3. The "begotten-not-made" argument

Finally, Catholic moral teaching holds that because of the intrinsic value of persons, children not only should be treated in a way befitting of persons after they come into existence, but that their origin -- their conception -- should be fully personal. Bringing children into the world through the self-giving act of marital love is treating them -- in their origins -- in a manner befitting of persons.

"Donum Vitae" teaches that we should "affirm the right of the child to have a fully human origin through conception in conformity with the personal nature of the human being" (DV, I, 6, note 32). In other words, children should be -- and have a right to be -- the fruit of the one-flesh union of marital intercourse.

This is morally different from bringing a child into the world by a technique in a laboratory. In IVF a child does not come into existence as a fruit supervening upon the one-flesh union of a husband and wife. They come into existence as the end product of a laboratory procedure: gametes (sperm and egg) are the raw materials; intra-cytoplasmic sperm injection is the (most common) technique; and a child is the product. Children are made, not begotten.
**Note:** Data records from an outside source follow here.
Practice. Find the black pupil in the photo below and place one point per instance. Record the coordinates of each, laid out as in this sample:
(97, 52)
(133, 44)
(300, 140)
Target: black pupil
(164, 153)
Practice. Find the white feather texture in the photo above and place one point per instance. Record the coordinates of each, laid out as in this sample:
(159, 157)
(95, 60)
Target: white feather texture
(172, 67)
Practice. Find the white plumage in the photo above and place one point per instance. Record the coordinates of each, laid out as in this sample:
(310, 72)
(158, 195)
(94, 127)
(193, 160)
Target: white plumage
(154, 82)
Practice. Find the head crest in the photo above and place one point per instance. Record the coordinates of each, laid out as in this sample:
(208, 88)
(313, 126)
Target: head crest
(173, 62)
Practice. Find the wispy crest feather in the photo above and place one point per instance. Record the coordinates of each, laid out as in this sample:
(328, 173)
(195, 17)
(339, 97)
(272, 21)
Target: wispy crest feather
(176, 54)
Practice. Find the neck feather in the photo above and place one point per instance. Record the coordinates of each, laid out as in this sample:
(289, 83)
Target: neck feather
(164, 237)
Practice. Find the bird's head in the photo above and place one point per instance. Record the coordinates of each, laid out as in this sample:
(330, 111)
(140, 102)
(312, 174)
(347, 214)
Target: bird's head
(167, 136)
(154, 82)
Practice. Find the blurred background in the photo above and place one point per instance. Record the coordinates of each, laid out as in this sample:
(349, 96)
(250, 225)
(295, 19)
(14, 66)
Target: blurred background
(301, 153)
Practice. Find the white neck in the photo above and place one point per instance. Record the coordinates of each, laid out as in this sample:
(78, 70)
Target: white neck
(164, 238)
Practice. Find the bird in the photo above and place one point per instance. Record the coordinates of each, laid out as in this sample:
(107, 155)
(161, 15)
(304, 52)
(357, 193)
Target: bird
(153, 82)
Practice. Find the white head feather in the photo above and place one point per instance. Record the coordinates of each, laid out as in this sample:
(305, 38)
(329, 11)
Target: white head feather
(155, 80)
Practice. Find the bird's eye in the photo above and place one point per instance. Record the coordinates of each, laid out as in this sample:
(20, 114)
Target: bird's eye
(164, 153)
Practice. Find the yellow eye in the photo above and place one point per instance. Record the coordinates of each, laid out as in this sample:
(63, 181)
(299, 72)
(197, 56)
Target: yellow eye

It is true that not all children conceived through IVF are treated merely as products. Many IVF parents affirm the child they create as a person; but they only do so partly; and partly they do not. Insofar as they intend to love the child and sacrifice for the child (and if Christians raise the child in the faith), to that extent they affirm the child as a person. We might say this is the end of their act.

But their means -- also determining the moral species of the act -- is to bring the child into the world through a laboratory technique. So by virtue of the act's end, a child is welcomed as a person. But by virtue of its means, the child is not welcomed as a person, but treated as a product. In their coming-to-be, IVF children are treated as things, not affirmed as persons.

I would like to end by pointing to a connection between the logic of baby-making through IVF and the wide-spread problem of destroying unwanted preborn children.

All products exist for purposes beyond themselves. In this sense, products are not unto themselves, but unto ends beyond them; nor are they equal to their makers, but stand (morally speaking) in a relationship of "maker" to "thing made."

But the logic of making, and the relation of maker to object, justifies the act of unmaking. If a thing can be made for certain reasons, it can be unmade (destroyed) for contrary reasons. When those reasons arise, the "why" of the making is negated. Moreover, products are subject to quality controls so that defective products are discarded if they do not measure up to standards: think of automobiles.

What's the purpose for making a baby through IVF? To satisfy the parents' desire for a child -- they "want a child." If however the parents do not want a child -- if the embryo or fetus is unwanted -- whether because he or she is defective, or inconveniently timed, or poses a health risk to the mother, the child can be discarded. The general logic of IVF extends to justifying "selective reduction" abortions, eugenic screening of IVF embryos, and eugenic abortions.